Simple Linear Regression
Introduction#
Fitting a line (or other function) to a set of data points.
Using np.polyfit
We create a dataset that we then fit with a straight line $f(x) = m x + c$.
npoints = 20
slope = 2
offset = 3
x = np.arange(npoints)
y = slope * x + offset + np.random.normal(size=npoints)
p = np.polyfit(x,y,1) # Last argument is degree of polynomial
To see what we’ve done:
import matplotlib.pyplot as plt
f = np.poly1d(p) # So we can call f(x)
fig = plt.figure()
ax = fig.add_subplot(111)
plt.plot(x, y, 'bo', label="Data")
plt.plot(x,f(x), 'b-',label="Polyfit")
plt.show()
Note: This example follows the numpy documentation at https://docs.scipy.org/doc/numpy/reference/generated/numpy.polyfit.html quite closely.
Using np.linalg.lstsq
We use the same dataset as with polyfit:
npoints = 20
slope = 2
offset = 3
x = np.arange(npoints)
y = slope * x + offset + np.random.normal(size=npoints)

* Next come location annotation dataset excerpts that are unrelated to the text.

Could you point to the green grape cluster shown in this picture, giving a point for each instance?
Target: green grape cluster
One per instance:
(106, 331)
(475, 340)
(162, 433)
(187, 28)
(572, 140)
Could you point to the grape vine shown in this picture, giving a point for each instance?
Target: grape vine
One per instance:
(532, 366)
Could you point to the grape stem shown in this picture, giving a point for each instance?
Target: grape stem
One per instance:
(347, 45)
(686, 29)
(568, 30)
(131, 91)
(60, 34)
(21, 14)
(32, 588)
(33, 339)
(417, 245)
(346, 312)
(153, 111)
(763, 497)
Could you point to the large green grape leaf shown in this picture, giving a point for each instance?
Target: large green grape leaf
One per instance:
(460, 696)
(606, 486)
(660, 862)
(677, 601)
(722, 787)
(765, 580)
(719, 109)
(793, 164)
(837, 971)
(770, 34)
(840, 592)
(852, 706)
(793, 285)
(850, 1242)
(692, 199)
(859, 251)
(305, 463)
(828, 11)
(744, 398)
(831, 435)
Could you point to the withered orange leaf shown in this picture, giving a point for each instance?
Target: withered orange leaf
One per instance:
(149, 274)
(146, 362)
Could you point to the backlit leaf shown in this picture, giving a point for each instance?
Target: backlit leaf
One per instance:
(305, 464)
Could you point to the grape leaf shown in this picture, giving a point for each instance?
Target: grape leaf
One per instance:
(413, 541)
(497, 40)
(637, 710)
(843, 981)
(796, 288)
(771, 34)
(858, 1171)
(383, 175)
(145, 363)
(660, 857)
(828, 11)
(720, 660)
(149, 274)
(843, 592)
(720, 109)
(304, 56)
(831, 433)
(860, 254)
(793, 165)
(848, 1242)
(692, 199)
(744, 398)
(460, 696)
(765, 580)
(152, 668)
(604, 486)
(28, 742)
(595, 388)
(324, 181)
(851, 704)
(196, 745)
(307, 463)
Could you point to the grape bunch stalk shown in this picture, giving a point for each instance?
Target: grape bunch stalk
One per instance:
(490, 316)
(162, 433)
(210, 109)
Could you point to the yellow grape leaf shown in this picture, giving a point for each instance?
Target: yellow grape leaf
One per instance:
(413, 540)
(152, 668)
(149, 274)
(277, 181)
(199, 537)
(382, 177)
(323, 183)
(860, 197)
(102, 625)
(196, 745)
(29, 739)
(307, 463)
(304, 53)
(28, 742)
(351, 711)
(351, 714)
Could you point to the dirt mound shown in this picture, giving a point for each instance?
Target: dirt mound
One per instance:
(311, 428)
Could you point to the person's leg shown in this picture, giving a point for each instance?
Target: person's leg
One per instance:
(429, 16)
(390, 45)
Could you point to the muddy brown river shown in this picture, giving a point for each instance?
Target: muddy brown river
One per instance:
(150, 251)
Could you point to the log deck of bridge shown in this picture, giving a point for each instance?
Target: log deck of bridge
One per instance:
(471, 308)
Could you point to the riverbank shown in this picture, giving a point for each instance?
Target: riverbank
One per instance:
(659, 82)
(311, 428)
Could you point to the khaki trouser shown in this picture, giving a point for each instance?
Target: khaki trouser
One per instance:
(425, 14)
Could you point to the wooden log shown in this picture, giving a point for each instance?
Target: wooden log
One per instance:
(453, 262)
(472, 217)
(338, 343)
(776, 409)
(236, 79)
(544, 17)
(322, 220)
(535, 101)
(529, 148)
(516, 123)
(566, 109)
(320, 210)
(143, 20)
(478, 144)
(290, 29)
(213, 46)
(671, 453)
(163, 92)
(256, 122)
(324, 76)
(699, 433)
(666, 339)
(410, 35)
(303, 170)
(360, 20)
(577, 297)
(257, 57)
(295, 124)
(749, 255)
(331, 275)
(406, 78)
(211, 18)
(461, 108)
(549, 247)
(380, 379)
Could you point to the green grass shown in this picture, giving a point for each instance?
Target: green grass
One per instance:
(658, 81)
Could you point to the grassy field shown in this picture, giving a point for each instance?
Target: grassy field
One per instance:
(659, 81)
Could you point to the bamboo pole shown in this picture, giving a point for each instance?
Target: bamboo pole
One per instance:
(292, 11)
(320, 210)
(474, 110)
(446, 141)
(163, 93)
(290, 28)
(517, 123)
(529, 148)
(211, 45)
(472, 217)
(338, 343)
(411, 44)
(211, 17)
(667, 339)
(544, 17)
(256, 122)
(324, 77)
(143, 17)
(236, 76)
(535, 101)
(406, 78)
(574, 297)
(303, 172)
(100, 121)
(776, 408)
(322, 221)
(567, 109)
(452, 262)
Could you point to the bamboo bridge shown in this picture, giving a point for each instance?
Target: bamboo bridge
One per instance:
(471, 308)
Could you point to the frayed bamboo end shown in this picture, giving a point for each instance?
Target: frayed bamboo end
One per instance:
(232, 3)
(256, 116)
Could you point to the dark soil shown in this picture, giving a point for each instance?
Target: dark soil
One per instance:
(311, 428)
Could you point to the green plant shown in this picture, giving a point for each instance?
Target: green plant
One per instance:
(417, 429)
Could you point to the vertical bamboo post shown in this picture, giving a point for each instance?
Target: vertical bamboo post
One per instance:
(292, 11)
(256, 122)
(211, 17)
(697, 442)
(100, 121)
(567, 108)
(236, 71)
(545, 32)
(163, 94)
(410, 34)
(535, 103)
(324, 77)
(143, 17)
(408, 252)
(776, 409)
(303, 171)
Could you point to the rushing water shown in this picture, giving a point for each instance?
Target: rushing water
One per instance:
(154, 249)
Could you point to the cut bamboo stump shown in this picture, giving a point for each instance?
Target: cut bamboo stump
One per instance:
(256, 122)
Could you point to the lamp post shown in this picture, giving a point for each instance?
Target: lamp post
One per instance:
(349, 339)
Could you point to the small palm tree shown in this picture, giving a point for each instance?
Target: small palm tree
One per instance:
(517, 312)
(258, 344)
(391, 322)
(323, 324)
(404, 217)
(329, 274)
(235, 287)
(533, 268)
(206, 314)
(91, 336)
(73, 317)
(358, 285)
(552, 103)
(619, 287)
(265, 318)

Now, we try to find a solution by minimizing the system of linear equations A b = c by minimizing |c-A b|**2
import matplotlib.pyplot as plt # So we can plot the resulting fit
A = np.vstack([x,np.ones(npoints)]).T
m, c = np.linalg.lstsq(A, y)[0] # Don't care about residuals right now
fig = plt.figure()
ax = fig.add_subplot(111)
plt.plot(x, y, 'bo', label="Data")
plt.plot(x, m*x+c, 'r--',label="Least Squares")
plt.show()
Note: This example follows the numpy documentation at https://docs.scipy.org/doc/numpy/reference/generated/numpy.linalg.lstsq.html quite closely.